How Money Orders Work
A money order is often considered a more secure method of guaranteed payment than a personal check, but it also can be more time-consuming and even costly to use. To purchase a money order, you will need to walk into a bank or another venue that sells money orders. These cannot be written in the same convenient method that a personal check can, and so they are not utilized as often as personal checks are. In fact, many consumers have questions about how to properly use a money order because they are infrequently used. One area that causes confusion with both those who pay with a money order and those who receive the money order is the signature area on the back of the money order.
If You Are Paying With a Money Order
If you are paying with a money order, you will only fill out the front side of the money order.
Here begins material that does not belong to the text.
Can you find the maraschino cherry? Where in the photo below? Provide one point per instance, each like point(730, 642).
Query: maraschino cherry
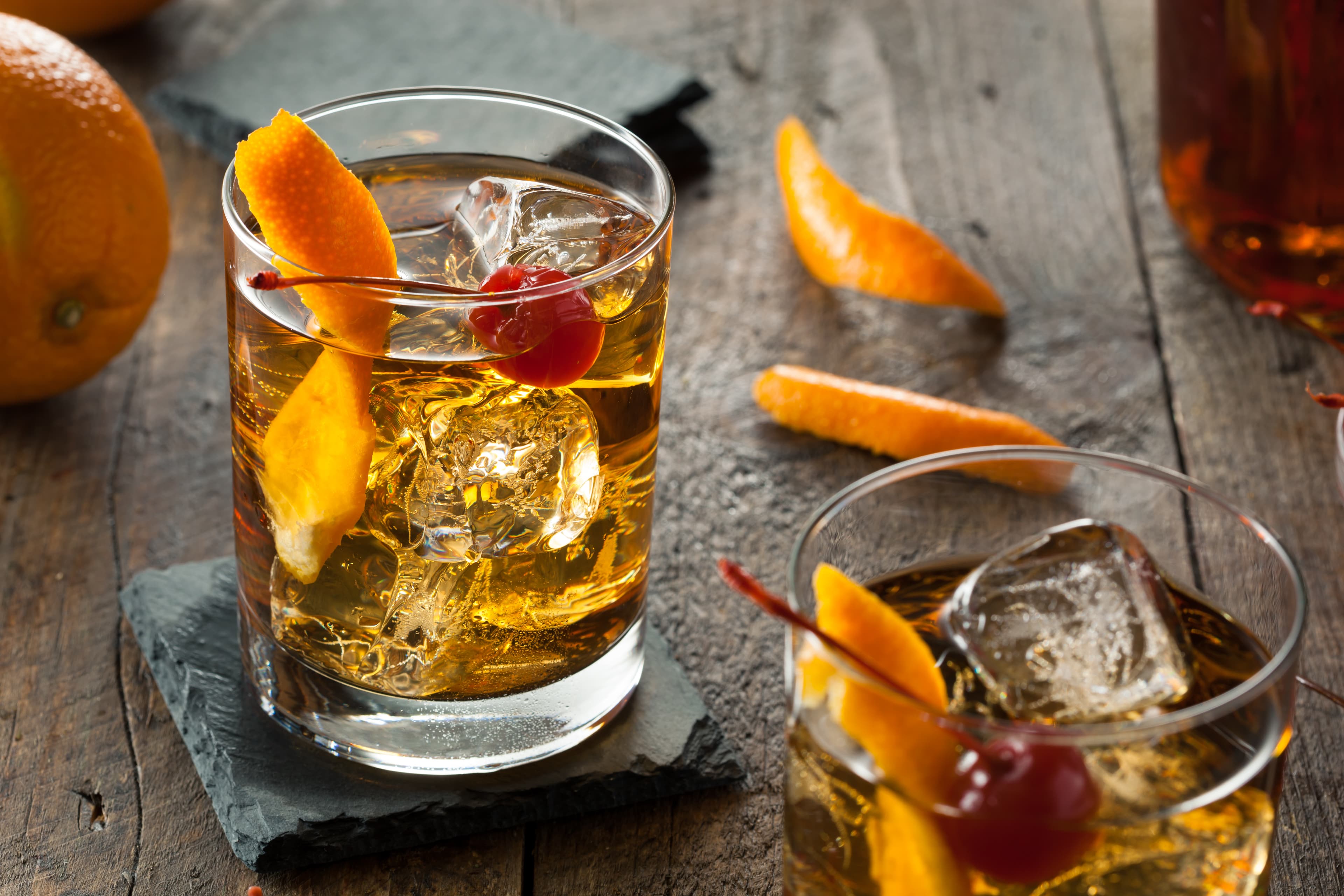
point(553, 339)
point(1025, 806)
Typically, the front of the money order will have fields for the recipient’s name and address as well as the purchaser’s name and address. These should be filled out at the time you purchase the money order. The field indicating the amount of the money order typically is filled out by the bank or other venue where you are purchasing the money order. There are no fields for the purchaser to sign on the back of the money order.
If You Receive a Money Order
In order to cash a money order or deposit it into your bank account, you will need to endorse the back of the document. This is done by the recipient in the same fashion as is done with a personal check. However, bear in mind that you typically need to walk inside a bank and receive teller service in order to deposit or cash a money order. The signature typically should be placed on the money order with witness by the bank representative or another representative of the venue where you will be cashing your money order. Furthermore, additional documentation regarding your identity may be required before you can receive money from the money order.